Making difficult software architecture choices

Concurrency and asynchronous PHP

Allow me to take you on a little stroll down memory lane. I look back on the last 10 years of my career using PHP and realize just how much things have changed on the web and yet how little of PHP's core architecture has changed in response. This is not necessarily a bad thing, because it speaks volumes about how good those architectural choices were that they managed to survive all of the changes we've witnessed on the web. Changes like WebSockets and HTTP/2, which have fundamentally changed the way we think about web development today. Despite these changes, however, PHP remained one of the most dominant languages used for web development to this day.

The Back Story

So the reason I wrote this article and decided to share it with you is because I've been working on a little pet project of mine recently that really got me thinking. Years ago, when I first started out using PHP there was no threading library or asynchronous multi-tasking library for PHP. You basically just deal with the stateless nature of HTTP as it always was… One request at a time.

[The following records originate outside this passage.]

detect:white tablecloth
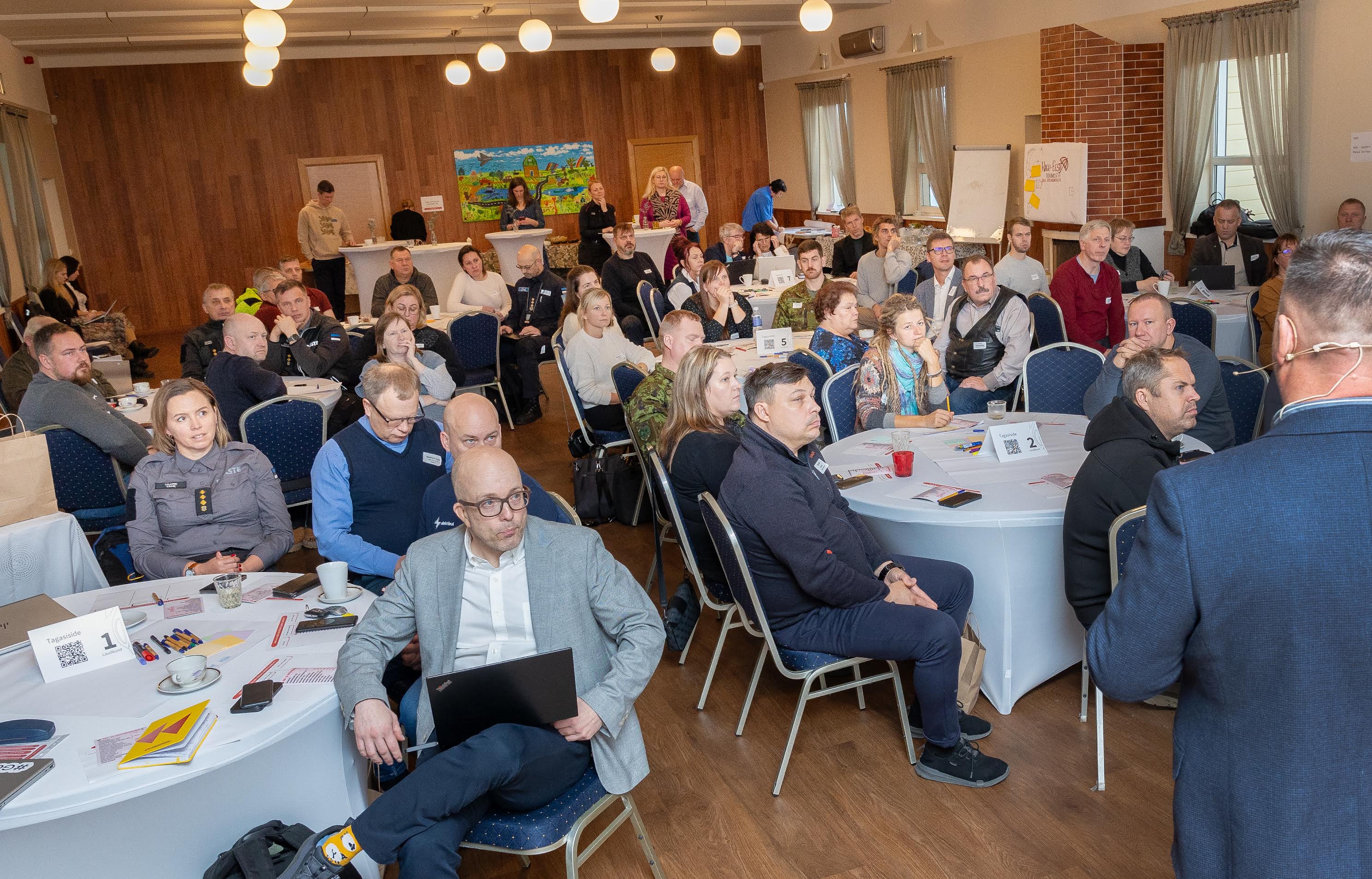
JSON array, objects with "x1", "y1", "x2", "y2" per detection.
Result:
[
  {"x1": 339, "y1": 240, "x2": 471, "y2": 317},
  {"x1": 1125, "y1": 287, "x2": 1258, "y2": 363},
  {"x1": 823, "y1": 413, "x2": 1205, "y2": 714},
  {"x1": 0, "y1": 573, "x2": 377, "y2": 879},
  {"x1": 0, "y1": 513, "x2": 106, "y2": 605},
  {"x1": 480, "y1": 229, "x2": 553, "y2": 285}
]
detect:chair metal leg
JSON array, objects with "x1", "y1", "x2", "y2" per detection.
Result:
[
  {"x1": 1091, "y1": 687, "x2": 1106, "y2": 790},
  {"x1": 735, "y1": 640, "x2": 767, "y2": 735},
  {"x1": 695, "y1": 605, "x2": 741, "y2": 708},
  {"x1": 620, "y1": 794, "x2": 664, "y2": 879},
  {"x1": 772, "y1": 675, "x2": 815, "y2": 796}
]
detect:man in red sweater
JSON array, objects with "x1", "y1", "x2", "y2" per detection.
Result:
[{"x1": 1048, "y1": 219, "x2": 1125, "y2": 353}]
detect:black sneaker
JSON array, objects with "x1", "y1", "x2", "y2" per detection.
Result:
[
  {"x1": 906, "y1": 702, "x2": 990, "y2": 742},
  {"x1": 922, "y1": 738, "x2": 1010, "y2": 790},
  {"x1": 277, "y1": 824, "x2": 347, "y2": 879}
]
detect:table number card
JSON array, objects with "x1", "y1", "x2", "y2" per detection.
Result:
[
  {"x1": 753, "y1": 326, "x2": 796, "y2": 357},
  {"x1": 986, "y1": 421, "x2": 1048, "y2": 464},
  {"x1": 29, "y1": 608, "x2": 133, "y2": 683}
]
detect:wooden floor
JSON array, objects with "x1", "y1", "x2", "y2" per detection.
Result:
[{"x1": 142, "y1": 337, "x2": 1173, "y2": 879}]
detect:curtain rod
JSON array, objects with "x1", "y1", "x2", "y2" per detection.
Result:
[
  {"x1": 1162, "y1": 0, "x2": 1301, "y2": 28},
  {"x1": 877, "y1": 55, "x2": 952, "y2": 71}
]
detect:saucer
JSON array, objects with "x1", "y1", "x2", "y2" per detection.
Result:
[
  {"x1": 317, "y1": 585, "x2": 362, "y2": 605},
  {"x1": 158, "y1": 668, "x2": 222, "y2": 695}
]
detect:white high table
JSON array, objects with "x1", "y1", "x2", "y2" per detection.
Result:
[
  {"x1": 339, "y1": 240, "x2": 471, "y2": 318},
  {"x1": 601, "y1": 229, "x2": 677, "y2": 277},
  {"x1": 480, "y1": 229, "x2": 553, "y2": 285},
  {"x1": 0, "y1": 573, "x2": 379, "y2": 879},
  {"x1": 823, "y1": 413, "x2": 1206, "y2": 714}
]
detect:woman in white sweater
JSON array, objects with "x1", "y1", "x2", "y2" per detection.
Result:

When WebSockets came into the picture a few years ago, however, they changed everything. Now you could actually build stateless or stateful services in your backend with a stateful protocol where asynchronous work was possible on both ends of the connection. This was a huge eye-opener for me.

Imagine all of the useful things you could do with this! Of course, Node.js became the namesake of this era at first. Though it wasn't long before people realized the architectural design details of their servers and underlying back-end applications were really brought to question at this point. It proved that languages like Go and Erlang, which were built for concurrent programming could really thrive in this space. Though, the fact that they didn't take off like a rocket to the moon isn't a direct result of any of that. There were bigger barriers there. People had been building and growing their code bases in other, more popular, languages for web development, like PHP and Ruby, for years. Very few people were actually willing to abandon all that work and switch to something new and cool just because it was cool.

Down this windy road we went and today more and more people approach me with the daunting question: How should I choose between PHP and other technologies when it comes to WebSockets and HTTP/2? and it's a perfectly reasonable question, because you may not have to choose between them when it comes down to it, but you do have to consider the architectural trade offs to get some idea of the consequences of your choices.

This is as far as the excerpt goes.